If we display the user folder, you should already have a folder with your username, in our case is ahmed (the username we choose for our demos):
$ hdfs dfs -ls /user
Found 2 items
drwxr-xr-x - ahmed supergroup 0 2022-05-23 19:38 /user/hive
drwxr-xr-x - ahmed supergroup 0 2022-05-25 13:02 /user/ahmed
if we look inside more on that folder, we get all of our data created by us:
$ hdfs dfs -ls /user/ahmed
Found 3 items
drwxr-xr-x - ahmed supergroup 0 2022-05-26 21:05 /user/ahmed/data
drwxr-xr-x - ahmed supergroup 0 2022-05-23 18:41 /user/ahmed/input
drwxr-xr-x - ahmed supergroup 0 2022-05-23 19:09 /user/ahmed/output2
by the way , you can get the same output result of previous command by just running this command without specifying the full path every time:
$ hdfs dfs -ls
Found 3 items
drwxr-xr-x - ahmed supergroup 0 2022-05-26 21:05 data
drwxr-xr-x - ahmed supergroup 0 2022-05-23 18:41 input
drwxr-xr-x - ahmed supergroup 0 2022-05-23 19:09 output2
the mkdir command is used to create directories in HDFS. Let’s say we want to create a folder named datasets , which will be used to store our files, we can use the next command to do so :
$ hdfs dfs -mkdir /user/ahmed/datasets
$ hdfs dfs -ls
Found 4 items
drwxr-xr-x - ahmed supergroup 0 2022-05-26 21:05 data
drwxr-xr-x - ahmed supergroup 0 2022-07-08 15:30 datasets
drwxr-xr-x - ahmed supergroup 0 2022-05-23 18:41 input
drwxr-xr-x - ahmed supergroup 0 2022-05-23 19:09 output2
or without specifying the full path, which basically will have the same effect as that:
$ hdfs dfs -mkdir datasets
you can upload files from your local Linux system to a specified HDFS directory. Let’s say we have a file named ‘file1.txt’ with the following content:
id,name,age
1,ahmed, 25
2,amine,19
3,sara,22
4,ali,27
now, run the next command to upload this file into HDFS:
$ hdfs dfs -put file1.txt /user/ahmed/datasets
Run the ls command to check whether the file1.txt file has been uploaded to the /user/stu01 directory:
$ hdfs dfs -ls /user/ahmed/datasets
Found 1 items
-rw-r--r-- 1 ahmed supergroup 47 2022-07-08 21:08 /user/ahmed/datasets/file1.txt
you can also use copyFromLocal to copy data to HDFS, which is Identical to the -put command. We can copy the file with overwriting the existing one (already copied from previous command ) in HDFS by adding the -f flag :
$ hdfs dfs -copyFromLocal -f file1.txt /user/ahmed/datasets
to display the HDFS file content, just use a command
$ hdfs dfs -cat /user/ahmed/datasets/file1.txt
id,name,age
1,ahmed, 25
2,amine,19
3,sara,22
4,ali,27
you can also use a text command to achieve the same thing, and show the content of a file in character format:
$ hdfs dfs -text /user/ahmed/datasets/file1.txt
id,name,age
1,ahmed, 25
2,amine,19
3,sara,22
4,ali,27
the allowed format of files passed to text command are: zip, TextRecordInputStream and Avro
In some cases you might have to move data into HDFS instead of just copying it, in that case , you can use the moveFromLocal command to cut-and-paste data from the local PC to HDFS.

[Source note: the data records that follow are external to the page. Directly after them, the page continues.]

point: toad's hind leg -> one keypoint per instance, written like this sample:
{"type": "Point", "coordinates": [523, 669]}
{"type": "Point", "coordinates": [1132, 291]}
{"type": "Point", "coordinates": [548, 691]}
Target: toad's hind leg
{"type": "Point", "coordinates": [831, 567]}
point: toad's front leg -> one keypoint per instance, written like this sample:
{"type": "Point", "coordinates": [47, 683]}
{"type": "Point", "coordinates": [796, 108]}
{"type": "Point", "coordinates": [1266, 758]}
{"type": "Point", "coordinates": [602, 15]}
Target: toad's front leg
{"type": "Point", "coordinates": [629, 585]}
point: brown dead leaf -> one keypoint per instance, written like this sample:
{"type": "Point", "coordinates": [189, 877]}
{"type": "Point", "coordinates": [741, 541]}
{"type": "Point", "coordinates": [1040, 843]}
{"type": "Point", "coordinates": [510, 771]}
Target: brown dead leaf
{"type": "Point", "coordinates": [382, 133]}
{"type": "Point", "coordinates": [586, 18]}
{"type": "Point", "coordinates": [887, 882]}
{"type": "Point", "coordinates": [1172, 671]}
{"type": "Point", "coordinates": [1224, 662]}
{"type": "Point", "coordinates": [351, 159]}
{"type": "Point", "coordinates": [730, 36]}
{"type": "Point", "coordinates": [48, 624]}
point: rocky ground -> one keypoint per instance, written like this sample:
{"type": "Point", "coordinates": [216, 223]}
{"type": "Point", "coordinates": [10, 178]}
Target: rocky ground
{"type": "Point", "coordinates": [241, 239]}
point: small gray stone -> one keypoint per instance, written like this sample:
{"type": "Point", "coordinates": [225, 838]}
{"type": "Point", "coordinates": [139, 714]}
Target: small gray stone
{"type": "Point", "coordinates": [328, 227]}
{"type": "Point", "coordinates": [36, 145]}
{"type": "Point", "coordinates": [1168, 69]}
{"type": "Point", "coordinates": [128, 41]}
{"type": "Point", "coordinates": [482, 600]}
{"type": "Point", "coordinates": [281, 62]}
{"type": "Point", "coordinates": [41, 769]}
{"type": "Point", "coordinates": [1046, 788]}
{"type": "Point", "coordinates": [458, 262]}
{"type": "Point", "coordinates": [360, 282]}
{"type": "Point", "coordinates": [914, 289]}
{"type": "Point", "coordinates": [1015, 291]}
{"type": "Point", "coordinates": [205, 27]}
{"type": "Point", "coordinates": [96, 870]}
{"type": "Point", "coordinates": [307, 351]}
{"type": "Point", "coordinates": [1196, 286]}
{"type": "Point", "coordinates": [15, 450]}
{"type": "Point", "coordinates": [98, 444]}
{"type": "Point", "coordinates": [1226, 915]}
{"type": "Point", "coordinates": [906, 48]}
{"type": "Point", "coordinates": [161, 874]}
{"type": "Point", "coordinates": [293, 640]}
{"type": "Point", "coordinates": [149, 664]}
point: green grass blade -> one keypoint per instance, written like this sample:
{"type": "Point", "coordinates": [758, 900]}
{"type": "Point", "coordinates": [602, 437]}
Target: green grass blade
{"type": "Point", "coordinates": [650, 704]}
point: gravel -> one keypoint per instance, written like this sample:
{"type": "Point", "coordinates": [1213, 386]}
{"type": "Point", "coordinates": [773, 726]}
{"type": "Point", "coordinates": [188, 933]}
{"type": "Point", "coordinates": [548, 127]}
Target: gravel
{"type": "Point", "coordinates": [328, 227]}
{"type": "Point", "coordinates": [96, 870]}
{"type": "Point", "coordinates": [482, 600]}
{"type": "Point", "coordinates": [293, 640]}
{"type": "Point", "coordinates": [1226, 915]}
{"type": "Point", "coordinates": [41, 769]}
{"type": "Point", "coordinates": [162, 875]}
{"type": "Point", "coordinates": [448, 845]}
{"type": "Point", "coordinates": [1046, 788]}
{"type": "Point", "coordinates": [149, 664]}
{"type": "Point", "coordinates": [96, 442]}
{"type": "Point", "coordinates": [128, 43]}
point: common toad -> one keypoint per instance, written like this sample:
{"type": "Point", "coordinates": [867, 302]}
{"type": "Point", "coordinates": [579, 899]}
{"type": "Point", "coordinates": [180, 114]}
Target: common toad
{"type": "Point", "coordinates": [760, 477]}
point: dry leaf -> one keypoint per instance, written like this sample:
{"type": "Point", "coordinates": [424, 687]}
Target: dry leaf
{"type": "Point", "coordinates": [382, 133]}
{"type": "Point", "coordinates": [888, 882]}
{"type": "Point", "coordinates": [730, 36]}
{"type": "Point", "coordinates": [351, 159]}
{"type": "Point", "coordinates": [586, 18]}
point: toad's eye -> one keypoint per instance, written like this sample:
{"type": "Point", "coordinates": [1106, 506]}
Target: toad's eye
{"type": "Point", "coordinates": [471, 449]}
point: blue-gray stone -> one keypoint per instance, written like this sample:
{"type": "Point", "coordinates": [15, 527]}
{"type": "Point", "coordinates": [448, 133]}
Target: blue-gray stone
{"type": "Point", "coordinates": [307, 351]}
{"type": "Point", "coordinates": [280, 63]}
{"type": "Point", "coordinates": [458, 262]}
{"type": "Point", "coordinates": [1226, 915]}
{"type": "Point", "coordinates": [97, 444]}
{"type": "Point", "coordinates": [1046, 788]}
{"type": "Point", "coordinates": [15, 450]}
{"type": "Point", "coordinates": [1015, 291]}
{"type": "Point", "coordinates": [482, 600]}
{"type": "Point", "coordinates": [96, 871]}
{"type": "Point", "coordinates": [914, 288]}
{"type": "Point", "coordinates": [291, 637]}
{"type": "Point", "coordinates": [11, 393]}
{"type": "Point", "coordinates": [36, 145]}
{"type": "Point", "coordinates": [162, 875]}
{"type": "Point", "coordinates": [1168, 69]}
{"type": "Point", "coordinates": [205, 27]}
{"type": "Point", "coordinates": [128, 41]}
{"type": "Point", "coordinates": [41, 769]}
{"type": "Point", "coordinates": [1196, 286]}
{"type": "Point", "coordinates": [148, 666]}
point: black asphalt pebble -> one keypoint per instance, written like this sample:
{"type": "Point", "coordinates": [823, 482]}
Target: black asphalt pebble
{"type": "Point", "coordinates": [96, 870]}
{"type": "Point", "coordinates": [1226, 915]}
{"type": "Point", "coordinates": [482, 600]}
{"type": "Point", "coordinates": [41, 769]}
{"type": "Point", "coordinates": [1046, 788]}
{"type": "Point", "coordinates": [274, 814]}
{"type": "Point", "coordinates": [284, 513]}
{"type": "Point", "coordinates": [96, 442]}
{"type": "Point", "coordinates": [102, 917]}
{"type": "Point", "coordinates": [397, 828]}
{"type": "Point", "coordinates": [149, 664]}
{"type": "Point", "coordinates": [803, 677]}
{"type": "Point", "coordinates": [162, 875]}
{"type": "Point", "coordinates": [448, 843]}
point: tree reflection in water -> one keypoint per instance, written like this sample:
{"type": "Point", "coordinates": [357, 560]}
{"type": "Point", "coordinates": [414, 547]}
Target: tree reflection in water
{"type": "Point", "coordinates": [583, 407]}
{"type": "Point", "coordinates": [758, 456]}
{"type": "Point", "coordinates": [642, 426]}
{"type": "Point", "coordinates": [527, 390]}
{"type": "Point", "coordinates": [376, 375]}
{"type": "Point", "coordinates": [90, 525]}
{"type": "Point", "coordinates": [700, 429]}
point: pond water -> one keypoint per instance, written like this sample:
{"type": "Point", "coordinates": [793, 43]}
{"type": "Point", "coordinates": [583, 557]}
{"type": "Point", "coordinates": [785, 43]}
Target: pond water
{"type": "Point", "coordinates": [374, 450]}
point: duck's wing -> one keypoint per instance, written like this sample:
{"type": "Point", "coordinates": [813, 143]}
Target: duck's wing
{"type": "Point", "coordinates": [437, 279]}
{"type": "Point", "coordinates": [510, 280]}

let’s say we have a file2.tx with this content:
id,city
1,annaba
2,oran
3,alger
4,adrar
to move the file to HDFS:
$ hdfs dfs -moveFromLocal file2.txt /user/ahmed/datasets/
The file2.txt file has been uploaded to the /user/ahmed/datasets/ directory on the HDFS:
$ hdfs dfs -ls /user/ahmed/datasets
Found 2 items
-rw-r--r-- 1 ahmed supergroup 53 2022-07-19 16:29 /user/ahmed/datasets/file1.txt
-rw-r--r-- 1 ahmed supergroup 32 2022-07-19 16:32 /user/ahmed/datasets/file2.txt
and if you check you local filesystem, The file2.txt file is no longer exist.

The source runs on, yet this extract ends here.